Chris Adams linux at cmadams.net Wed Jun 24 19:06:19 UTC 2015
Btrfs may eventually obsolete a lot of uses of LVM, but that's down the road.
LVM is the emacs of storage. It'll be here forever.
Btrfs doesn't export (virtual) block devices like LVM can, so it can't be a backing for say iSCSI. And it's also at the moment rather catatonic when it comes to VM images. This is mitigated if you set xattr +C at image create time (it must be zero length file for +C to take). But if you cp --reflink or snapshot the containing subvolume, then COW starts to happen for new writes to either copy; overwrites to either copies newly written blocks are nocow. So anyway you can quickly get into complicated states with VM images on Btrfs. I'm not sure of the long term plan.
This is how to set xattr +C at qcow2 create time, only applicable when the qcow2 is on Btrfs.

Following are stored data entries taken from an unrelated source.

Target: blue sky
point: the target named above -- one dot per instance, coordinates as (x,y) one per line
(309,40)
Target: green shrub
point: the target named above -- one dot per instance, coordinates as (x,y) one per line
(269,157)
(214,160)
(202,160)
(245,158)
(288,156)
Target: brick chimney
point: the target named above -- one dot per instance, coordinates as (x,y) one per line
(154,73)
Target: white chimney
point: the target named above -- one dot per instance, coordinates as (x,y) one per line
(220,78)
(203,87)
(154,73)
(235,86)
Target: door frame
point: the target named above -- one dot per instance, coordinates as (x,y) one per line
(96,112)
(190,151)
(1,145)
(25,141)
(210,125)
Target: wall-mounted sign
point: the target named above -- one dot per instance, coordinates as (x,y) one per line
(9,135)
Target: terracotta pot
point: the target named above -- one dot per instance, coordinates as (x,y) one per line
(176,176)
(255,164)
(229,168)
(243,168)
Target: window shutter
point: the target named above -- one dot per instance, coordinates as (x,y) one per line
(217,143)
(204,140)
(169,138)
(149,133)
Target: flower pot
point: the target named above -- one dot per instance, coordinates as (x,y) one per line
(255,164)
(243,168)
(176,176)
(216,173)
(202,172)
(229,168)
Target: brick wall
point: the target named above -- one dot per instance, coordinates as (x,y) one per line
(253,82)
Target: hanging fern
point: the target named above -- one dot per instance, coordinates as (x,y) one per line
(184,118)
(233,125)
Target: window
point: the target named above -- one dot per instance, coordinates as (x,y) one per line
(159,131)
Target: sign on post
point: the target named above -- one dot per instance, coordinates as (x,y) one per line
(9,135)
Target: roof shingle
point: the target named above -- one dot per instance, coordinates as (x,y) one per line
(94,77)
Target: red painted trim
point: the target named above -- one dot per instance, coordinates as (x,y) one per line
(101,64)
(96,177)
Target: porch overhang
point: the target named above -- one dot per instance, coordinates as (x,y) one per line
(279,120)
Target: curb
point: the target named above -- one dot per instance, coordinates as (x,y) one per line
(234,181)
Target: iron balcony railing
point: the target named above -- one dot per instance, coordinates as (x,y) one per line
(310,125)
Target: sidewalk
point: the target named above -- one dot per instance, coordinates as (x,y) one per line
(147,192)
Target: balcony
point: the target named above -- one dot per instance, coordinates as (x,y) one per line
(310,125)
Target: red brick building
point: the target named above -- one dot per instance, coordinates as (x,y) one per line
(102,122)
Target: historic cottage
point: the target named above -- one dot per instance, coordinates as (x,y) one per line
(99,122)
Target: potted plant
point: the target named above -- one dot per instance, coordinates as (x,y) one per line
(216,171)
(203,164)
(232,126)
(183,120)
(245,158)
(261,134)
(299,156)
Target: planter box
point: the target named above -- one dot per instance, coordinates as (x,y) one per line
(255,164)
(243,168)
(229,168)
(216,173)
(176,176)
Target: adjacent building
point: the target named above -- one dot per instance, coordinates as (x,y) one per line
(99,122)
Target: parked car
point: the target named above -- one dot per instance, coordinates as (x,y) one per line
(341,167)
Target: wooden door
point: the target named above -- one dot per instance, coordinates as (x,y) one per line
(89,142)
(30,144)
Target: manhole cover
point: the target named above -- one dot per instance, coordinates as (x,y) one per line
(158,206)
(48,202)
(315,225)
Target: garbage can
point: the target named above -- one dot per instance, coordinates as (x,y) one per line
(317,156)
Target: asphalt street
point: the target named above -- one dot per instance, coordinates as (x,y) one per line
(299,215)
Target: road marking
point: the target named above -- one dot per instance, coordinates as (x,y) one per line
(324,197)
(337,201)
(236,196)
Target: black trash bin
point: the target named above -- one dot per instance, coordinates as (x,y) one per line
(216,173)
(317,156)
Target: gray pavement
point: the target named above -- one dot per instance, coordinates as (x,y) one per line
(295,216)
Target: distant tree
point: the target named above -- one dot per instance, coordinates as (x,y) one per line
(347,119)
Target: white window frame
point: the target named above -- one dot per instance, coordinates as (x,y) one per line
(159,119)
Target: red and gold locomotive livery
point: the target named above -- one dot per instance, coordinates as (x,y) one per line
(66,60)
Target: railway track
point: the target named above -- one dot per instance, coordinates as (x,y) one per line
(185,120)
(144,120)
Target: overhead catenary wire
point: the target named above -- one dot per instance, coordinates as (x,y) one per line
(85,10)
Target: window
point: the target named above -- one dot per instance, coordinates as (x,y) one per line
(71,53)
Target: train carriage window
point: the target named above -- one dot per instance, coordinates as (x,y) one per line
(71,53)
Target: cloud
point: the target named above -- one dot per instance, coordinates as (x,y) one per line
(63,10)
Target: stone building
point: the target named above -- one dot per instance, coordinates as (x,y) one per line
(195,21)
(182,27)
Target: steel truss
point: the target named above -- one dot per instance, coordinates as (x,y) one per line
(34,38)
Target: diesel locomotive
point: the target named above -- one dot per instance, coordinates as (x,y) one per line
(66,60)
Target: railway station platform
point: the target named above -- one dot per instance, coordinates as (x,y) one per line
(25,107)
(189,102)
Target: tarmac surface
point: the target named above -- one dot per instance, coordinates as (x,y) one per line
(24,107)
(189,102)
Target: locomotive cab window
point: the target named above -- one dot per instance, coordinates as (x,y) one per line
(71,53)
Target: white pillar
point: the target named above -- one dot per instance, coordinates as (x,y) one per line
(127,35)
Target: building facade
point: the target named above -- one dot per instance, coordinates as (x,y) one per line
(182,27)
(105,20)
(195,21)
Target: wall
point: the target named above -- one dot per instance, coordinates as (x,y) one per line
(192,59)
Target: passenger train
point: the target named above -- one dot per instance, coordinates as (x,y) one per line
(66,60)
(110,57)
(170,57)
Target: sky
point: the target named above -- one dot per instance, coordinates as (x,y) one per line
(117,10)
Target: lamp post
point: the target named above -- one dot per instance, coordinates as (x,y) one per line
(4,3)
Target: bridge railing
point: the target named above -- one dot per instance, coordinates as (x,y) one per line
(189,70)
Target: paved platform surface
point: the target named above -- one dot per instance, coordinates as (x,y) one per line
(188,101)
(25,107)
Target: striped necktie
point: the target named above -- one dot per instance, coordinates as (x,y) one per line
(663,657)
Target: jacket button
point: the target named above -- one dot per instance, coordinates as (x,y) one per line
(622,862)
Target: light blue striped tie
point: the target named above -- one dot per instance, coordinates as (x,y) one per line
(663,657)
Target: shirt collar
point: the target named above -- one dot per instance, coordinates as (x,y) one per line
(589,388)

# qemu-img create -o nocow=on
But really piles more testing is needed to better understand some things with Btrfs and VMs. It's all quite complicated what's going on with these layers. Even though my VM images get monstrous numbers of fragments if I don't use +C, I haven't yet seen a big performance penalty as a result when the host and guest are using Btrfs and the cache is set to unsafe. Now, you might say, that's crazy! It's called unsafe for a reason! Yes, but I've also viscously killed the VM while writes were happening and at most I lose a bit of data that was in flight, the guest fs is not corrupt at all, not even any complaints on the remount. I've got limited testing killing the host while the writes are happening, and there is more data loss due to delayed allocation probably, but again the host and guest Btrfs are fine - no mount complaints at all. And you kinda hope the host isn't often dying...
NTFS in qcow2 on Btrfs without +C however? From Btrfs list anecdote this combination appears to cause hundreds of thousands of fragments in short order, and serious performance penalties. But I haven't tested this. I'm guessing something about NTFS journalling and flushing, and suboptimal cache setting for libvirt is probably causing too aggressive flushes to disk and each flush is a separate extent. Just a guess.